Une « main-d’oeuvre pas chère » pour les groupes criminels
Des mineurs en quête de sensations fortes et de reconnaissance apparaissent comme de la main-d’oeuvre peu chère aux yeux des groupes criminels afin d’accomplir des méfaits à leur place.
« Tu risques de mobiliser plus d’intérêt chez un jeune avec une somme [financière] bien moins élevée qu’un adulte. En partant, c’est du cheap
labor », explique
André Gélinas, sergent-détective retraité du Service de police de la Ville de Montréal.
D’après lui, les jeunes « sont plus malléables et influençables », ce qui motive des groupes criminels, comme les gangs de rue, à avoir recours à eux pour faire leur sale boulot.
« Il y a l’attrait de l’argent. Le thrill et le goût du risque sont forts chez eux. Les gangs de rue savent aussi que les jeunes sont moins susceptibles d’être interceptés. Souvent, ils ne sont pas fichés par la police, ils n’ont pas de dossier [criminel] », résume M. Gélinas.

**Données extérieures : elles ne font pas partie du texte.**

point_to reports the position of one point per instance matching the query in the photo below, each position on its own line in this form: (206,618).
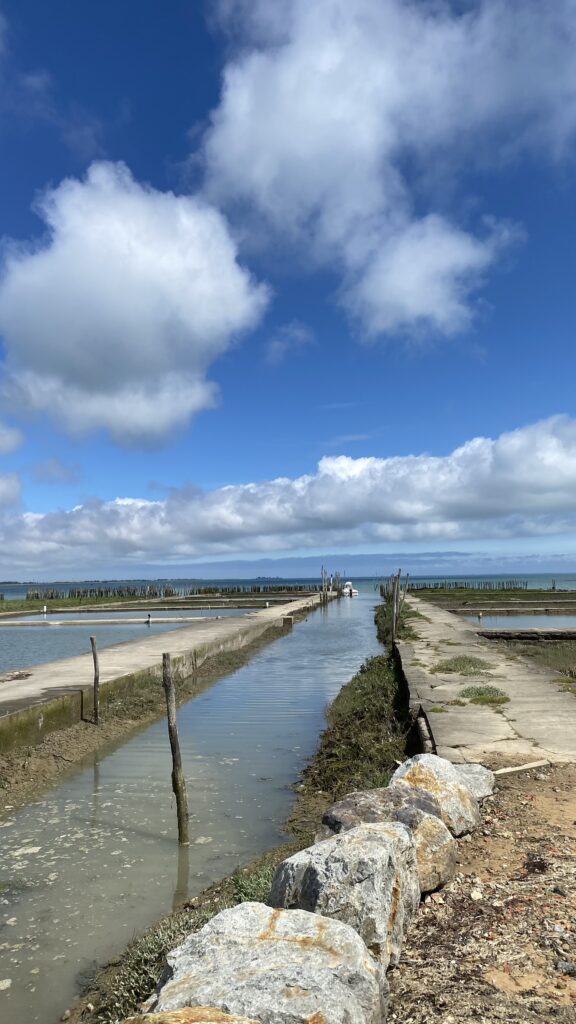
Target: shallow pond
(22,646)
(96,860)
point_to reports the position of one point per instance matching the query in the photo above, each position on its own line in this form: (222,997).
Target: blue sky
(286,279)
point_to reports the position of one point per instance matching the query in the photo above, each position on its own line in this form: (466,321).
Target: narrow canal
(96,860)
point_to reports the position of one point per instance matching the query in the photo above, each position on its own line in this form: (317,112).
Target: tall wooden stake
(96,681)
(178,781)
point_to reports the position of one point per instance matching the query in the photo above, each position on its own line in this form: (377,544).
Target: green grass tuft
(485,694)
(253,886)
(463,665)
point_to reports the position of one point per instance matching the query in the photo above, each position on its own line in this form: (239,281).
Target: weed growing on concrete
(463,665)
(485,694)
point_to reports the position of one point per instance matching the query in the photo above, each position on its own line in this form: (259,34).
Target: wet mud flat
(366,734)
(30,771)
(95,859)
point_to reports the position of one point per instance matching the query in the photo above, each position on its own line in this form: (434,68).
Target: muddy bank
(366,735)
(28,772)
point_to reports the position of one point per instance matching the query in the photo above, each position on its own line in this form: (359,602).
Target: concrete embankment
(59,693)
(531,724)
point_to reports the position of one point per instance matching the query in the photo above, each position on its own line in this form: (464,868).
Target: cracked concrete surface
(538,722)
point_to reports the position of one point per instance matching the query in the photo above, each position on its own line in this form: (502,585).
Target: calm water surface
(96,860)
(23,646)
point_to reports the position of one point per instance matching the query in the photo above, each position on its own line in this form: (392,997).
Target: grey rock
(459,807)
(478,778)
(280,967)
(566,967)
(436,853)
(418,810)
(395,803)
(190,1015)
(366,878)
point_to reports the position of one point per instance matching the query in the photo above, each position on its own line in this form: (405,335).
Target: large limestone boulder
(436,852)
(459,807)
(478,778)
(394,803)
(191,1015)
(279,967)
(418,810)
(366,878)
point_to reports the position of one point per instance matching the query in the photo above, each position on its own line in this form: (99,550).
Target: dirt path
(28,772)
(498,944)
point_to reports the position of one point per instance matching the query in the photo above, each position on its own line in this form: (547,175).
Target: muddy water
(96,860)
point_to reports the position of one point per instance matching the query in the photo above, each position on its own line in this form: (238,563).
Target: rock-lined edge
(459,807)
(295,967)
(365,877)
(191,1015)
(280,967)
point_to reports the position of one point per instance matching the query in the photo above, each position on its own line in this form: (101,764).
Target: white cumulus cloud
(334,114)
(9,489)
(10,438)
(521,484)
(115,317)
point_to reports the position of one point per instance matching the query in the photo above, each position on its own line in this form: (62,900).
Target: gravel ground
(498,944)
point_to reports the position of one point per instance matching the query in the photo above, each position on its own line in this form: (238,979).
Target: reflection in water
(180,889)
(97,860)
(24,646)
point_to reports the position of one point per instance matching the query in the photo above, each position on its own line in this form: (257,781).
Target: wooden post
(96,681)
(178,781)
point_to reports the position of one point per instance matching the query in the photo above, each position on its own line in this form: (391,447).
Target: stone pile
(338,910)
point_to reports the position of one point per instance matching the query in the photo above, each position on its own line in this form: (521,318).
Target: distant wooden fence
(468,585)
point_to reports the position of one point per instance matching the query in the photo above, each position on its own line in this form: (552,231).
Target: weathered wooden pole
(178,781)
(96,680)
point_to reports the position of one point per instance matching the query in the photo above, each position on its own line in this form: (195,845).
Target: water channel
(95,861)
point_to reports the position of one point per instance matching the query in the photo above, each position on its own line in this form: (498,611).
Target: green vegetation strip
(366,733)
(463,665)
(406,627)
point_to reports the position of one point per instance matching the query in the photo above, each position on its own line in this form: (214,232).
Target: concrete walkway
(58,678)
(538,723)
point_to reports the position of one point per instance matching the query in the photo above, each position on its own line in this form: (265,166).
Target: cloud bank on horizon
(519,484)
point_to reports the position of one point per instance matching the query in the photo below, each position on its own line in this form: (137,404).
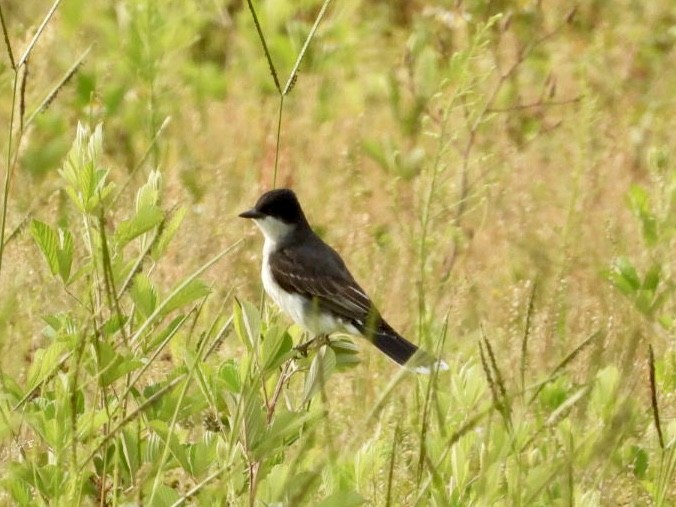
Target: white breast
(300,309)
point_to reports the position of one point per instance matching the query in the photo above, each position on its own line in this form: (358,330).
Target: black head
(281,204)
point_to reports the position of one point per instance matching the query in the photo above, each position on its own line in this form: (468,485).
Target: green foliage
(482,145)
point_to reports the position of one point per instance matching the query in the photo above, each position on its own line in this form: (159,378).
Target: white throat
(273,229)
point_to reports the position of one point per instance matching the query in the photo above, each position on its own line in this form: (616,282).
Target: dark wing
(315,270)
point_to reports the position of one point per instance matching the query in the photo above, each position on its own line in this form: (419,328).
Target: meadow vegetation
(499,176)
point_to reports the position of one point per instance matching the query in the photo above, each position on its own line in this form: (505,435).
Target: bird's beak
(252,213)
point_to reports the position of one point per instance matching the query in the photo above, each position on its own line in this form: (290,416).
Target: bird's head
(277,213)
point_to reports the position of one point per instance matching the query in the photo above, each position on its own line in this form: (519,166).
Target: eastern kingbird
(310,282)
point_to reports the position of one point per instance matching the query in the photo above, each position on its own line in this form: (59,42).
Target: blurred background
(485,164)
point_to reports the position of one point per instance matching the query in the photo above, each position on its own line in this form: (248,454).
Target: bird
(310,282)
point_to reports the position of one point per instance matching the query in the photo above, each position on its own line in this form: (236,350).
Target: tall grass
(478,170)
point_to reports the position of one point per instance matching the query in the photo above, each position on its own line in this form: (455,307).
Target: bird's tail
(403,352)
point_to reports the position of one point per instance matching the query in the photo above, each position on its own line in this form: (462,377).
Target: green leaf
(144,220)
(200,457)
(144,294)
(85,182)
(652,278)
(164,496)
(277,346)
(322,367)
(286,428)
(342,499)
(247,323)
(229,374)
(45,362)
(623,275)
(254,421)
(113,365)
(177,450)
(168,231)
(195,289)
(347,353)
(56,247)
(149,194)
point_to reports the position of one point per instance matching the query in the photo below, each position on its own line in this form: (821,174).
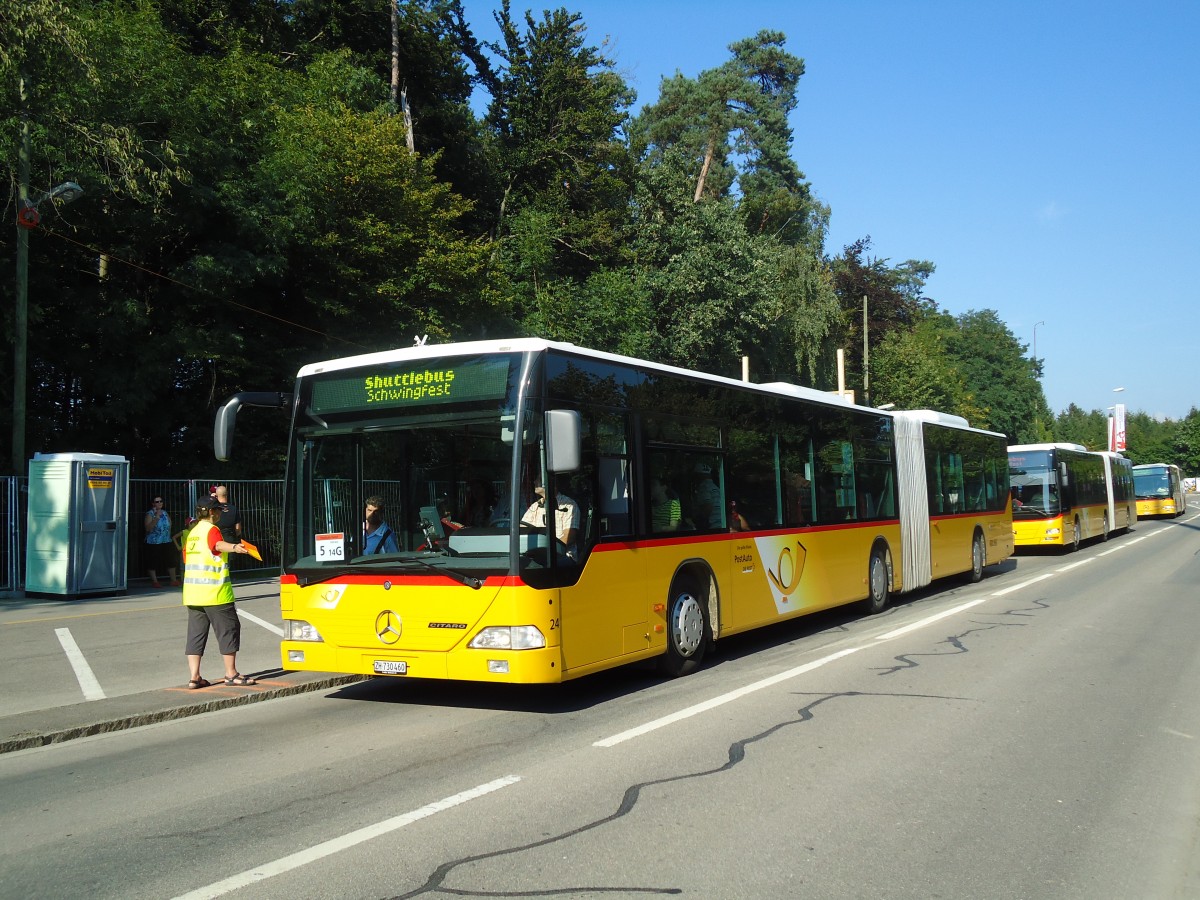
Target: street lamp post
(27,220)
(1116,425)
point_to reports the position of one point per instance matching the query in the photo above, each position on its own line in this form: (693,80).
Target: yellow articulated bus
(539,511)
(1065,495)
(1159,490)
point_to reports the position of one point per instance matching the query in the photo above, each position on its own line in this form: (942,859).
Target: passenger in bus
(706,498)
(737,521)
(567,520)
(665,511)
(377,534)
(477,509)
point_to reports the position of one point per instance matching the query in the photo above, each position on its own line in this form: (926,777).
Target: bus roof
(534,345)
(1049,447)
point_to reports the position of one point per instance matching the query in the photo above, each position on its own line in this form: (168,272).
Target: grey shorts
(225,623)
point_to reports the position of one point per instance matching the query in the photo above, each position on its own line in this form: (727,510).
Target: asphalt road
(1033,736)
(76,667)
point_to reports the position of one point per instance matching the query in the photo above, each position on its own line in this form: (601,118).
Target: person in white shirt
(567,519)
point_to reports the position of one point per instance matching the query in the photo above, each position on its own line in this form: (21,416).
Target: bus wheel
(877,580)
(688,630)
(978,557)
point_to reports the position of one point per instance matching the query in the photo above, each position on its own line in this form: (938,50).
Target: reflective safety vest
(205,576)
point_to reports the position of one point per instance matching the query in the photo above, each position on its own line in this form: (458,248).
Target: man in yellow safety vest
(208,595)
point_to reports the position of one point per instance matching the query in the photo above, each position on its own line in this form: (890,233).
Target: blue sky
(1043,155)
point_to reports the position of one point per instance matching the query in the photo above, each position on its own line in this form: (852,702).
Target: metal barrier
(259,504)
(12,538)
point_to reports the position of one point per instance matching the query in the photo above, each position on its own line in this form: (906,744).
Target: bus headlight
(515,637)
(300,630)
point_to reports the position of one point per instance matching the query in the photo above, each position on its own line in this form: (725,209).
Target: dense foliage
(252,204)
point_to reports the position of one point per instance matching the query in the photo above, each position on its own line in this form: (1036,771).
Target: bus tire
(978,557)
(879,580)
(689,631)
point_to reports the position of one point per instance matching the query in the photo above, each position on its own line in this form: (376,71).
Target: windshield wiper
(471,581)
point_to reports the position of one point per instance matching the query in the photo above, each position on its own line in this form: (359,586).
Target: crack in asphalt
(736,754)
(909,660)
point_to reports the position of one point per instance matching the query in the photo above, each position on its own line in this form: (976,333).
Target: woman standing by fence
(159,545)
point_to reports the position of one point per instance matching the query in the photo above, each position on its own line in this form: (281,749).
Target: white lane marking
(269,870)
(264,623)
(721,700)
(639,731)
(1023,585)
(88,683)
(931,619)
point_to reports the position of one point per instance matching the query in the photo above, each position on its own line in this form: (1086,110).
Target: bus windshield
(1035,484)
(429,448)
(1151,483)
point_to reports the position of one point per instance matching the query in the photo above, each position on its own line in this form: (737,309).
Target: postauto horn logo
(388,627)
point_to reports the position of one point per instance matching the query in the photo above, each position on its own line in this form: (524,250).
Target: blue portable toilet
(77,529)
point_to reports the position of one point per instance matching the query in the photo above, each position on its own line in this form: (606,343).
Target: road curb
(175,707)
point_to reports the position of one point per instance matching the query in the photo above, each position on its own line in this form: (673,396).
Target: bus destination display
(412,385)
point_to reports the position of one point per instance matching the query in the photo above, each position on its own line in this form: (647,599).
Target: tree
(731,126)
(1000,376)
(556,120)
(894,301)
(912,370)
(1187,443)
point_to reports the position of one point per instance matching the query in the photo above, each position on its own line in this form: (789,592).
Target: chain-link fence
(259,504)
(12,540)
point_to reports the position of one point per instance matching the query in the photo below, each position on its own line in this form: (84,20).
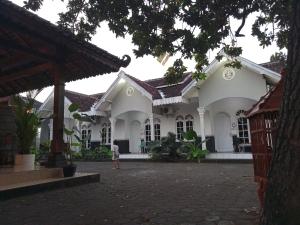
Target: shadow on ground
(145,193)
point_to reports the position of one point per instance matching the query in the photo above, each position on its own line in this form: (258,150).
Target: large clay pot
(24,161)
(69,170)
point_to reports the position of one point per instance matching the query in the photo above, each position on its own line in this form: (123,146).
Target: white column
(201,111)
(112,130)
(151,119)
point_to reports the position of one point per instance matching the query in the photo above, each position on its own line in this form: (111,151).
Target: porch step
(10,176)
(228,157)
(133,156)
(32,187)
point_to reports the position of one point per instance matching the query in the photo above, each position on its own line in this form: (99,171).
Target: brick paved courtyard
(144,193)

Les mineurs eux-mêmes seraient conscients qu’ils risquent des peines judiciaires moindres que les adultes, selon André Gélinas (voir autre texte).
« Certains sont lucides et vont le dire : “Je m’en fous si je me fais prendre, car je n’ai pas 18 ans. Mon dossier va être scellé dès que je vais atteindre la majorité” », souligne-t-il.
POUR FAIRE SES PREUVES
Utiliser des mineurs pour commettre des crimes a toujours été une stratégie employée par les gangs de rue, d’après la criminologue Maria Mourani.
« Les mineurs doivent faire leurs preuves auprès de leur gang. On les pousse aussi à commettre des actes criminels pour qu’ils se retrouvent entachés d’une criminalité. Après, ils ne peuvent plus revenir en arrière, c’est une façon de les corrompre », soutient-elle.
Or, la recrudescence du nombre de fusillades, notamment dans l’est de Montréal, mène à une moins grande tolérance des crimes commis par arme à feu, ajoute-t-elle.
« Il y a comme une politique informelle de tolérance zéro, ce qui fait qu’on va plus judiciariser. On remarque par exemple la création d’une escouade [pour lutter contre le trafic d’armes]. Les gens en ont marre », dit-elle, afin d’expliquer pourquoi davantage des mineurs armés se retrouvent maintenant devant les tribunaux.